P&G also intends to eliminate all waste going to landfills --
and to pass this goal along its supply chains.
80% of the nonwovens used in disposable products for the hygiene
market are based on polypropylene, and are produced on spunmelt
machines incorporating configurations of spunbond and meltblown
extrusion beams. But according to the secretary general of
European Bioplastics, Harold Kaeb, polypropylene will be widely
replaced by bioplastics in nonwovens and films for hygienic
disposables.
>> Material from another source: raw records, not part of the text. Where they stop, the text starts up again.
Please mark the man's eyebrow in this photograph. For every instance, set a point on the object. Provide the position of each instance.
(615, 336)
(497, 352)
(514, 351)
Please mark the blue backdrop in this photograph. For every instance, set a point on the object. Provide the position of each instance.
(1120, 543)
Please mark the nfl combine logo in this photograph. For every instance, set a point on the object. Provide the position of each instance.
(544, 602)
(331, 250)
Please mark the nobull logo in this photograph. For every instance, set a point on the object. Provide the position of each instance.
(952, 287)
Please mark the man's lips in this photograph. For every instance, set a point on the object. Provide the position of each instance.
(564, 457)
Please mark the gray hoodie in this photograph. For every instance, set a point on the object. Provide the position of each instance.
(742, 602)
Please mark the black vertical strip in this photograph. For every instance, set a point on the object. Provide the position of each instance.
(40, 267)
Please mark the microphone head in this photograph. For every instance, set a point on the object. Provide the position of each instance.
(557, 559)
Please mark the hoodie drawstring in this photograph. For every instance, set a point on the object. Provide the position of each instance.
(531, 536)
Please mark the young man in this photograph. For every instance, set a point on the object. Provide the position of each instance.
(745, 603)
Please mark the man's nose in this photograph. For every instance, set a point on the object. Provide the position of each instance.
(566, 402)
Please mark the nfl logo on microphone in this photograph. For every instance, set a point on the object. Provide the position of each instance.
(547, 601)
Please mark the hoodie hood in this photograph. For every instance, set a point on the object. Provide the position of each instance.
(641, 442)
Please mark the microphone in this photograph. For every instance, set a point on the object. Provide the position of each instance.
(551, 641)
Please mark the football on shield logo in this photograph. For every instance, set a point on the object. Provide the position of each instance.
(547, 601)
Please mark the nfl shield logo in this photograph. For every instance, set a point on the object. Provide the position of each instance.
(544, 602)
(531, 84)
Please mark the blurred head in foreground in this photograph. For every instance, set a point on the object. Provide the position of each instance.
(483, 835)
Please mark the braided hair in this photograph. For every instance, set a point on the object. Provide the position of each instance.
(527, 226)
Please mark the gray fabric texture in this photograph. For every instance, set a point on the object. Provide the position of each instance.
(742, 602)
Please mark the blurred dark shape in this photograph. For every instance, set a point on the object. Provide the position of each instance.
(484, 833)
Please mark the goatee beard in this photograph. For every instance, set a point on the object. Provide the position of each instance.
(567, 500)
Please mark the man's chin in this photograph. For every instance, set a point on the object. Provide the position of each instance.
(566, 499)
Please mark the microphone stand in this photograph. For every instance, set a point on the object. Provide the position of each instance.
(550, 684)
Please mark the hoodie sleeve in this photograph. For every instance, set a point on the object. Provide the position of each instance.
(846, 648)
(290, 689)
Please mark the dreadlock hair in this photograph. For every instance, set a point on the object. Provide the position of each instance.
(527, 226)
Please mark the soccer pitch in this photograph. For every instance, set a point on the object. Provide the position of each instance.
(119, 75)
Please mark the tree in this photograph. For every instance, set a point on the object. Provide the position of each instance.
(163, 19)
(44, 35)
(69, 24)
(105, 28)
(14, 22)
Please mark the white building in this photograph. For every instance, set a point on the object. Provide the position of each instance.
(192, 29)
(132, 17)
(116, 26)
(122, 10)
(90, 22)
In fact Mr Kaeb has predicted that bio-based
products have the potential to replace 90% of all polymers
derived from petrochemical sources -- which implies a huge
potential market, amounting to around 205 million tons a year.
The main problem in using bioplastics is that existing capacity
is a drop in the ocean compared with potential demand.
At present, worldwide biodegradable bioplastics capacity is a
mere 300,000 tons a year. This represents a fraction of the 230
million tons a year of regular petrochemical-based polymer
currently being produced. The use of bioplastics alone,
therefore, will not be nearly enough to satisfy the demand for
polymers and fibres for the hygiene product market - despite
plans for capacity expansion by many producers. Consequently, as
well as biopolymers, cellulosic fibres are poised to benefit
significantly from initiatives such as P&G's 2020 vision.
A key to the potential success of cellulosics in nonwovens
for disposable hygiene products will be a new spunmelt nonwoven
technology called TencelWeb, as long as the technology can be
perfected. TencelWeb allows nonwoven webs to be made directly
from lyocell spinning solution, rather than from polymers
derived from petrochemicals such as polypropylene and
If perfected, the technology could be used extensively for
making lyocell nonwovens on existing spunmelt systems which use
synthetic polymers.If P&G's ambitions are to be fulfilled, other
technological breakthroughs will be needed. However, P&G's
decision will provide developers with the confidence that the
fruits of their efforts will be rewarded.